[REBOL] Re: comparing two URLs
From: hallvard:ystad:helpinhand at: 24-Oct-2003 8:31
Thanks both.
But theoretically, a these two URLs may very well not
represent the same document:
http://www.uio.no/
http://uio.no/
but still reside on the same server (same dns entry).
So ... Is it possible to _know_ whether or not these two
documents are the same without downloading their documents
and comparing them? (I really don't think so myself, but
someone might know something I don't.)
I suddenly realize this has got very little to do with
Rebol. Sorry.
Hallvard
Dixit Tom Conlin <[tomc--darkwing--uoregon--edu]> (Wed, 22 Oct
2003 10:00:08 -0700 (PDT)):
>On Wed, 22 Oct 2003, Hallvard Ystad wrote:
>
>>
>> Hi list
>>
>> My rebol stuff search engine now has more than 10000
>> entries, and works pretty fast thanks to DocKimbels
>>mysql
>> protocol.
>>
>> Here's a problem:
>> Some websites work both with and without the www prefix
>> (ex. www.rebol.com and just plain and simple rebol.com).
>> Sometimes this gives double records in my DB (ex.
>> http://www.oops-as.no/cgi-bin/rebsearch.r?q=mysql :
>>you'll
>> see that both http://www.softinnov.com/bdd.html and
>> http://softinnov.com/bdd.html appears).
>>
>> Is there a way to detect such behaviour on a server?

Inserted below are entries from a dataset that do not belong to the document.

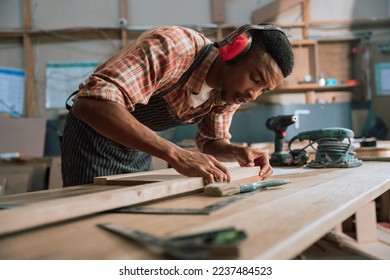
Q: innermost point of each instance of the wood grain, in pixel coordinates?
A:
(37, 209)
(280, 222)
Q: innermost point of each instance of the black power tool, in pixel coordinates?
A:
(279, 125)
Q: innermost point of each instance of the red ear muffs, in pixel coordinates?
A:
(232, 51)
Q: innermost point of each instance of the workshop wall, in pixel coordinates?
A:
(51, 15)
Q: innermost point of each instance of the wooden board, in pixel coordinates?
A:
(41, 208)
(280, 222)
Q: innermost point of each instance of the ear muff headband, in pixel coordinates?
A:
(237, 43)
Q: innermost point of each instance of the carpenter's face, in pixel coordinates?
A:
(249, 77)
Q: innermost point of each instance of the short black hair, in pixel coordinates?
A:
(277, 45)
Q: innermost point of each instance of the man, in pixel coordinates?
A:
(172, 76)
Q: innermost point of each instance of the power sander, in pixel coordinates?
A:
(279, 125)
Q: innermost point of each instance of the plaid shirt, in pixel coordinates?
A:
(155, 62)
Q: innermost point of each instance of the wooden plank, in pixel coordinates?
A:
(69, 206)
(366, 230)
(280, 223)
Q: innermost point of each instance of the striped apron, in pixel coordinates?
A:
(86, 154)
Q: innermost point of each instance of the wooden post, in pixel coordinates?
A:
(305, 18)
(28, 59)
(218, 11)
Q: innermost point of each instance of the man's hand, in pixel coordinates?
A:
(254, 157)
(245, 156)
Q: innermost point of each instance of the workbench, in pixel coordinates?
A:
(280, 222)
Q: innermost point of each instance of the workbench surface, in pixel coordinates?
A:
(280, 222)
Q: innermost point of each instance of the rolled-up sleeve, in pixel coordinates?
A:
(153, 62)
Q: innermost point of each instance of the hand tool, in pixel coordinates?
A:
(223, 189)
(279, 125)
(218, 244)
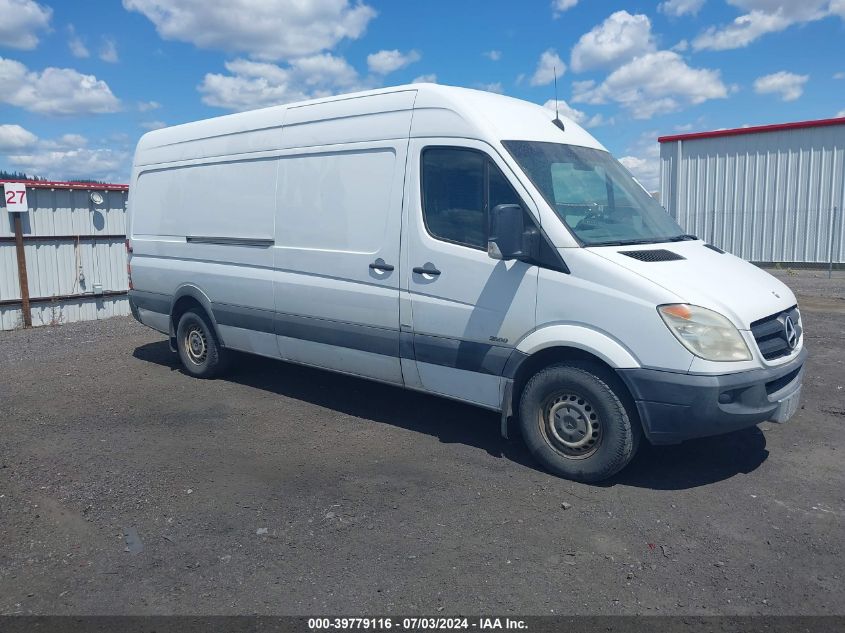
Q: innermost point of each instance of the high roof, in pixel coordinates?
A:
(439, 110)
(758, 129)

Or
>>do
>> I have to compare my incoming document to whatever
>> documents I already have in the DB that _might_ be the
>> same document?
>>
>> Thnaks,
>> Hallvard
>>
>> Pr?tera censeo Carthaginem esse delendam
>> --
>> To unsubscribe from this list, just send an email to
>> [rebol-request--rebol--com] with unsubscribe as the subject.
>>
>
>Hi Hallvard
>
>I ran into different reasons for finding more than one
>url to a page
>(URLs expressed as relative links)
>and wrote a QAD function that served my purpose at the
>time.
>
>just added Antons sugestion maybe it will serve
>
>do
>http://darkwing.uoregon.edu/~tomc/core/web/url-encode.r
>
>canotical-url: func[ url /local t p q][
> replace/all url "\" "/"
> t: parse url "/"
> while [p: find t ".."][remove remove back p]
> while [p: find t "."][remove p]
> p: find t ""
> while [p <> q: find/last t ""][remove q]
>
> ;;; this is untested
> ;;; using Anton's sugguestion
>
> if not find t/3 "www."[
> if equal? read join dns:// t/3 read join dns://www. t/3
> [insert t/3 "www."]
> ]
>
> for i 1 (length? t) - 1 1[append t/:i "/"]
> to-url url-encode/re rejoin t
>]
>--
>To unsubscribe from this list, just send an email to
>[rebol-request--rebol--com] with unsubscribe as the subject.
>
Pr?tera censeo Carthaginem esse delendam